Kunst oder Show? Heute wird in London zum 20. Mal der Turner-Preis verliehen

Wie in jedem Jahr schreiben die Wettbüros wieder ihre Quoten auf Kreidetafeln: Am heutigen Sonntagabend wird in London zum 20. Mal der Turnerpreis verliehen. Jake und Dino Chapman mit ihrer Fellatio Puppe führen mit 6 zu 4, dicht gefolgt von der Töpferware Grayson „Claire“ Perrys. Auf dem dritten Platz liegen die faulen Äpfel von Anya Gallaccio und das Verfolgungsvideo von Willie Doherty. Der Turner-Preis ist wie ein Pferderennen: das Epsom Derby für die Kunstszene.

Zwar bleiben die Gewinnregeln den meisten ein Rätsel. Umso eifriger wird über Sammler, Galeristen und Juroren geklatscht wie über Jockeys, Trainer und Pferdebesitzer. Mit den fast hysterischen Erwartungen, die sich in den 20 Jahren seiner Geschichte an den Preis geheftet haben, wurde jene Art von Aufmerksamkeit geschaffen, die für die Reputation der Künstlers heute so wichtig ist: Der Turner Preis macht aus Künstlern Stars. Man muss nicht einmal gewinnen. Tracey Emin zum Beispiel ist eine berühmte Künstlerin, seit sie bei einer Verleihung betrunken war. Und auch die „Sun“, die als Boulevardblatt an Kunst eigentlich kein Interesse hat, wird heute einen Reporter schicken.

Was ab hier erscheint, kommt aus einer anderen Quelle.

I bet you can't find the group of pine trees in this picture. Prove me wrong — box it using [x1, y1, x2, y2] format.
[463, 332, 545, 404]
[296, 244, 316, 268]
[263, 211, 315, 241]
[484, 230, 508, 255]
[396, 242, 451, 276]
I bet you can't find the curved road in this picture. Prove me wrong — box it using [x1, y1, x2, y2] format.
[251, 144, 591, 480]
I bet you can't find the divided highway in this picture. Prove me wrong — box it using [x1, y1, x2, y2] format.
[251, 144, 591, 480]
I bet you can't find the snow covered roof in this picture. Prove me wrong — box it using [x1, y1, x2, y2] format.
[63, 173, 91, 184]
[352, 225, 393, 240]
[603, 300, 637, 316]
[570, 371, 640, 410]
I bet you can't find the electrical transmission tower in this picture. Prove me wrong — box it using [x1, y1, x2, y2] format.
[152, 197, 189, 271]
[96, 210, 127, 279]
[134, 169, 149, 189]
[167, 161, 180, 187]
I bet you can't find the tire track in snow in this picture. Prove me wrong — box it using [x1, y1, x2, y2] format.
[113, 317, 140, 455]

„Judge for yourself", steht dieses Jahr auf dem Einladungsplakat. Am Eingang der Londoner Tate Modern wird vor expliziten Exponaten gewarnt, Pädagogen mögen sich bitte beim Museumspersonal melden. Dann vier Räume Kunst. Vier Kurzvideos. Und die Bitte, Kommentare auf weiße Karten zu schreiben.

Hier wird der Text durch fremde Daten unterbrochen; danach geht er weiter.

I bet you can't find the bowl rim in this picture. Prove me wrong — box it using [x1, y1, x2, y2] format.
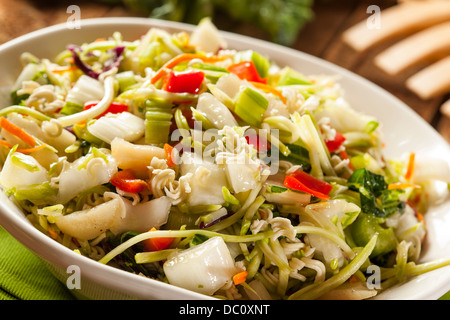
[1, 16, 450, 300]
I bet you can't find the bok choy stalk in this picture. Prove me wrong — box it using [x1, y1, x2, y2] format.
[0, 146, 55, 202]
[179, 151, 228, 206]
[87, 112, 145, 144]
[163, 236, 238, 295]
[56, 147, 117, 203]
[64, 75, 105, 108]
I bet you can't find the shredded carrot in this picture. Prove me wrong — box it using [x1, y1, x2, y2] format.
[388, 182, 420, 190]
[151, 53, 229, 85]
[52, 65, 78, 74]
[0, 140, 13, 149]
[416, 211, 425, 222]
[47, 227, 59, 240]
[16, 144, 46, 154]
[0, 117, 37, 146]
[0, 139, 47, 154]
[250, 81, 287, 104]
[339, 150, 354, 171]
[164, 143, 176, 167]
[407, 194, 422, 209]
[404, 152, 415, 180]
[232, 270, 248, 285]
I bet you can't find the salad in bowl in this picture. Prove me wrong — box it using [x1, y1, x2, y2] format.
[1, 18, 450, 300]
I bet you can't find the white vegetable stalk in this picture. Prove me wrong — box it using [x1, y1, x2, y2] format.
[0, 150, 49, 190]
[87, 112, 145, 144]
[180, 152, 228, 206]
[65, 75, 105, 106]
[110, 137, 165, 177]
[105, 192, 172, 235]
[55, 197, 123, 241]
[163, 236, 237, 295]
[57, 149, 118, 203]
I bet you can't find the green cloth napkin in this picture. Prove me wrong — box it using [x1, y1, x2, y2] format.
[0, 226, 75, 300]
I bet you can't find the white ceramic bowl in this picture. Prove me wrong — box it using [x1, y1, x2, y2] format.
[1, 17, 450, 300]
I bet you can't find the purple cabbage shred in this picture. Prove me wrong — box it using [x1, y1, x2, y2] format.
[67, 44, 125, 80]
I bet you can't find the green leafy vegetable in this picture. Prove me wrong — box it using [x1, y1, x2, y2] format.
[348, 168, 405, 218]
[189, 233, 210, 246]
[10, 90, 29, 106]
[278, 143, 311, 170]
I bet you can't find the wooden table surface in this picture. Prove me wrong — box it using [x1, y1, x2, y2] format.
[1, 0, 449, 143]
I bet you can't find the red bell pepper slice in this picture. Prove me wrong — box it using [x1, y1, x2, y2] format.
[84, 101, 129, 119]
[284, 170, 332, 200]
[143, 228, 174, 252]
[110, 169, 149, 193]
[227, 61, 267, 84]
[325, 131, 346, 153]
[244, 133, 271, 154]
[163, 70, 205, 94]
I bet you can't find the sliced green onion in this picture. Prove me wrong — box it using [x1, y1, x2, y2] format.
[364, 120, 380, 134]
[115, 70, 137, 92]
[277, 67, 312, 86]
[144, 98, 173, 145]
[234, 86, 269, 127]
[60, 101, 83, 116]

Hätte das Publikum etwas zu sagen, würde Grayson Perry der Sieger. Seine Lüstervasen verbreiten kunsthandwerkliche Wärme, Vitrinen sorgen für museale Glaubwürdigkeit. Mit gekrümmtem Kopf entziffert man Szenen aus dem neurotischen Familienleben. Mord- und Sexgeschichten aus den Reihenhäusern, die der Töpfer in dichter Kritzelzeichung, mit Abziehbildern, Fotos und kostbaren Glasuren auf die Vasenbäuche gebracht hat. Ob Perry zur Preisverleihung als Grayson oder als Claire erscheinen wird? Erst des Künstlers Doppelleben als Transvestit gibt der Verbindung von Dekoration und Polemik autobiografische Glaubwürdigkeit. Sein „Coming Out“-Kleid im Alice-in-Wonderland-Stil drückt den Vasen erst das Gütesiegel biografischer Authentizität auf. So haben wir uns Kunst immer gewünscht.

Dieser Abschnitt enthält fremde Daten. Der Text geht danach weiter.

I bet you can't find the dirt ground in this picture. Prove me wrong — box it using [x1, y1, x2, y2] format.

Will Doherty ist dagegen ein kühler Charakter. Der Kunstdozent aus Belfast arbeitet sich an der Geografie des Nordirlandkonflikts ab – ein Realitätsbezug, der in der zunehmend beliebigen Konzeptwelt einer modernen Galerie fast schockierend ist. Seine Arbeit „Re-Run“ stellt den Betrachter zwischen zwei Videoleinwände, auf denen ein Mann, Verfolger und Verfolgter zugleich, über die Craigavon Brücke in Londonderry rennt, die katholische und protestantische Kommunen trennt – und verbindet.

Kandidatin Anya Galaccio bezieht das rigorose Koordinatensystem ihrer Kunst aus dem Verfalls- und Verformungsprozess der Natur. Rote Äpfel hängen an einem Bronzebaum und verfaulen langsam – ein Vanitas-Stillleben als tableau vivant. Hübsch anzusehen. Bleiben Jake und Dinos Chapman. Das Bezugssystem der Brüder ist die Kunstgeschichte und die Überzeugung, dass Kunst kein angenehmes Vergnügen sein darf. Einmal mehr greifen sie auf Goyas „Schrecken des Krieges“ zurück und haben die Radierserie mit feinen Mickymaus-Köpfen übermalt – eine „Schändung“, die den Preis des Goya-Portfolios vervielfacht hat. Aber nicht nur der Marktwert Goyas, auch der Schrecken seines Kriegsberichts ist damit gesteigert. Nach der Dramaturgie des Turner-Preises sind die Chapman-Brüder als Schockspezialisten gebucht. Sie nehmen ihre Aufgabe ernst, und dennoch will keine rechte Entrüstung über ihre Sexgummipuppen aufkommen. Faszinierend, wie täuschend die luftige Leichtigkeit einer Aufblaspuppe im Bronzeguss erhalten bleibt – die Transporteure der Londoner Tate Modern verrenkten sich beim Anheben das Kreuz. Der Schock des Sehens aber, auf den die Chapmans setzen, findet nur noch in den Medien statt.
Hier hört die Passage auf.